Kollege Rasinger
von der ÖVP hat in diesem Zusammenhang aber davon gesprochen, dass mit den
Selbstbehalten und mit den Belastungen der Patientinnen und Patienten bereits
der „Plafond erreicht“ sei. – Nun aber stehen wir in einem „Haus“ eines
Regierungsprogramms, in dem ich keinen Plafond mehr sehe. Ich will nicht sagen,
dass der Blick auf den Himmel freigegeben wurde, das wäre zu schön, aber
jedenfalls hat dieses „Haus“ keinen Plafond mehr.
Die Bevölkerung
hat – und das ist auch für die Besucher auf der Galerie wichtig, zu
wissen – einen gesetzlich verbrieften Anspruch auf Chancengleichheit in
Diagnose und Therapie von Krankheiten, und sie hat diese Chancengleichheit
auch im Zusammenhang mit allen Fortschritten der Medizin, das heißt, einer
Medizin auf dem Stand der heutigen Wissenschaft.
Das ist eine
zweifellos sehr hoch gelegte Latte. Nun verfügen wir zwar im Parlament über
einen Hürdenläufer, aber Stabhochspringer sind in der Bundesregierung
selten – und diese Latte beginnt daher zu wackeln. (Beifall bei den
Grünen und bei Abgeordneten der SPÖ.)
Pausenlos wird von
der Regierung die „Unfinanzierbarkeit des Gesundheitssystems“ propagiert, und
das wird verknüpft mit dem Damoklesschwert „Leistungseinschränkungen“. –
Dass das Leute beunruhigt, verängstigt, verunsichert, ist klar, aber: Die
Antworten fehlen uns noch!
Mir scheint, man
ist sehr geneigt, etwas sehr schnell zum Dogma zu erheben, und ich erachte den
Gedanken: „Wer krank ist, ist selber schuld!“ schon als etwas wie ein Dogma,
das sich die Regierung so lange – perseverierend eben – vorsagt, bis
auch jene daran glauben, die vorher Dogmen gegenüber noch sehr kritisch waren.
Dogmen können
Wissen nicht ersetzen, auch nicht den Glauben.

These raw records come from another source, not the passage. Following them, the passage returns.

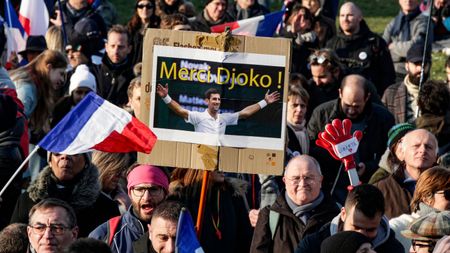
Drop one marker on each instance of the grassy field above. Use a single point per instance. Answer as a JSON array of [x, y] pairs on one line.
[[377, 14]]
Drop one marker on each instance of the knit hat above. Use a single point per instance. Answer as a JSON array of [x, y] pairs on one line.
[[147, 174], [397, 132], [434, 225], [345, 242], [35, 43], [82, 78]]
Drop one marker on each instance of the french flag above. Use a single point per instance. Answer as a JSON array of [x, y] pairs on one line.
[[33, 15], [263, 26], [96, 124], [15, 33]]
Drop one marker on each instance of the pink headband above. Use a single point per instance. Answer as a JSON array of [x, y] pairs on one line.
[[147, 174]]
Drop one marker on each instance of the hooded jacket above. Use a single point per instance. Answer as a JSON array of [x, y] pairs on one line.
[[290, 229], [130, 229], [82, 194], [384, 242], [113, 80], [367, 54]]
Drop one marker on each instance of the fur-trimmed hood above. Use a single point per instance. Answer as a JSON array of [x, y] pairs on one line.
[[85, 189]]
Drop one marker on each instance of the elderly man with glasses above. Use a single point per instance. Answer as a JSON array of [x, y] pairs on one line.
[[52, 227], [147, 188], [299, 210]]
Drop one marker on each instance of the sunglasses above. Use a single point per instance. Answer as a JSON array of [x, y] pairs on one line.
[[445, 192], [317, 59], [142, 6]]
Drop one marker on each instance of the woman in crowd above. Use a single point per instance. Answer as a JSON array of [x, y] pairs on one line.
[[144, 17], [38, 84], [431, 194], [112, 168], [226, 227]]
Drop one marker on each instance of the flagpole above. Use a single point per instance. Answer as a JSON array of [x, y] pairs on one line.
[[19, 169], [201, 206], [63, 29]]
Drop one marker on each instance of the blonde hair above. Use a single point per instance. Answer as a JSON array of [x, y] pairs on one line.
[[37, 72], [430, 181], [54, 39]]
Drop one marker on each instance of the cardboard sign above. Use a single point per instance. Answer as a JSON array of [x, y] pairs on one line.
[[243, 70]]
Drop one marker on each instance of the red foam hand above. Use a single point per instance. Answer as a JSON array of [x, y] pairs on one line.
[[334, 139]]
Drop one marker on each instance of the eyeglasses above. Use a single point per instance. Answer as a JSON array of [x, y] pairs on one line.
[[142, 6], [140, 191], [445, 192], [56, 229], [417, 244], [318, 59], [306, 179]]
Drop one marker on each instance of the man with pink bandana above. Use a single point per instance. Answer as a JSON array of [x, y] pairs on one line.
[[147, 187]]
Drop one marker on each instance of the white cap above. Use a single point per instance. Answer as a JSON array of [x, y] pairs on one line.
[[82, 78]]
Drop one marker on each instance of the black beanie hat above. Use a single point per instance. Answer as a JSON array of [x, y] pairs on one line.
[[343, 242], [8, 112]]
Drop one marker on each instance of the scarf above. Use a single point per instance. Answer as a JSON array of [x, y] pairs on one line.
[[401, 24], [303, 212], [301, 134]]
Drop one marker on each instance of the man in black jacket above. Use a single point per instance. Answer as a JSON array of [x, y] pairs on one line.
[[361, 50], [299, 210], [115, 73], [372, 119], [364, 213]]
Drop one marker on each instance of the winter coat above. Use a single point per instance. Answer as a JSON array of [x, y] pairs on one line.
[[82, 193], [290, 230], [376, 122], [367, 54], [199, 22], [231, 217], [417, 28], [396, 197], [129, 230], [384, 242], [113, 80], [394, 98]]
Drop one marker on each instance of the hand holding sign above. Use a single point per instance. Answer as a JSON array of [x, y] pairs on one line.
[[340, 143]]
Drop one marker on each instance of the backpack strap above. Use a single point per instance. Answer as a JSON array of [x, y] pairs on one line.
[[273, 222], [112, 226]]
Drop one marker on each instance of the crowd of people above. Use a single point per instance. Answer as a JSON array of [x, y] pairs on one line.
[[107, 202]]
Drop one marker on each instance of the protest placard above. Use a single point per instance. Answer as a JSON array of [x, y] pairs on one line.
[[186, 65]]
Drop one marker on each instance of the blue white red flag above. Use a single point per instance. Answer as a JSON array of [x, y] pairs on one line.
[[33, 15], [96, 124], [14, 31], [186, 240], [263, 26]]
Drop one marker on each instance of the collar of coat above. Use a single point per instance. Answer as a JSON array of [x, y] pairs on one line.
[[85, 190]]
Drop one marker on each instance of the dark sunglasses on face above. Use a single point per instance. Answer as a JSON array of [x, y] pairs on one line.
[[445, 192], [317, 59], [142, 6]]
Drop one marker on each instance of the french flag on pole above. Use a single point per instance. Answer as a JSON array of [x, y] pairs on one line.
[[96, 124], [33, 15], [186, 240], [15, 32], [262, 26]]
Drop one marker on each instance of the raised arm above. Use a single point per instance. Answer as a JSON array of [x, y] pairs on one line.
[[251, 109], [163, 93]]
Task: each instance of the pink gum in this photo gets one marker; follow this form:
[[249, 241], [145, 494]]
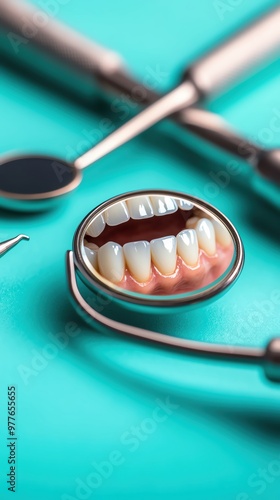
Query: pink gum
[[185, 278]]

Sie sind lediglich
verführerisch, sind bequem, weil so Verantwortung delegiert wird – und
solche Dogmen ersparen sozusagen auch eine Auseinandersetzung.
Bei diesem
Gedanken an Selbstbehalte – dieses Gefühl habe ich zumindest –
beginnt sofort die Assoziation damit, dass das „wunderbare“ Steuerungs- und
Lenkungsinstrumente sind, aber auch „wunderbare“ Finanzierungsinstrumente, und
da galoppieren Ihre Gedanken offensichtlich nur mehr in eine Richtung. Meinen
Informationen nach war diese Erfindung von Selbstbehalten eine der
Privatoffenbarungen, die Schüssel überfallen hat, und da habe ich schon den Eindruck –
jetzt bitte nicht böse zu sein! –, dass bei ihm dann alles in eine
Richtung galoppiert ist, bevor er zu denken angefangen, bevor er zu
reflektieren begonnen hat, welche Folgen und Auswirkungen das hat. – Das
kann es aber meiner Überzeugung nach nicht sein! (Beifall bei
den Grünen und bei Abgeordneten der SPÖ.)
Was in einem
solchen Fall nämlich zurückbleibt, sind die Kranken, Patientinnen und
Patienten, die solchen Dogmen relativ hilflos gegenüberstehen. Und: Allein das
Wort „Selbstbehalt“ ist ja schon etwas Infames an sich. Wer behält
sich etwas selbst? – Die Kranken behalten sich nichts
selbst, sondern sie zahlen etwas!
Zu glauben, dass
so Steuerungswirkungen entstehen, dagegen spricht eine Studie, die das Staatssekretariat
Waneck kürzlich in Auftrag gegeben hat. Darin heißt es, dass nur übermäßig
hohe, sozial kaum verträgliche Selbstbehalte PatientInnen wirklich davon
abhalten könnten, Leistungen zu beanspruchen, die sie aber – das sage
jetzt ich – wohl zu einem hohen Prozentsatz tatsächlich brauchen. Da frage ich mich
schon, wie gesundheitspolitisch wertvoll ist es, wenn man Leute davon
abzuhalten versucht, sich in Behandlung zu begeben, wenn sie sich krank
fühlen. – Ich finde das jedenfalls nicht
gut!
Kranke, an deren
Autonomie, also an deren Selbständigkeit und freien Willen sowie an deren Kostenbewusstsein
man immer stärker glauben will, sind keine „normalen Konsumenten“. Deren
Verhalten ist nicht nur nach den Regeln des Marktes zu bewerten, sondern sie
müssen sich überlegen – und das ist doch ein Unterschied! –, ob sie
zum Arzt/zur Ärztin gehen, sich operieren oder einen Zahn ziehen lassen. Wer
macht denn das bitte freiwillig?!
Das ist doch etwas anderes, als sich einen CD-Player oder eine Kinokarte zu
kaufen! Das heißt: Derartiges Marktverhalten ist in diesen Bereich nicht zu übertragen. Die Kranken
können nicht wählen.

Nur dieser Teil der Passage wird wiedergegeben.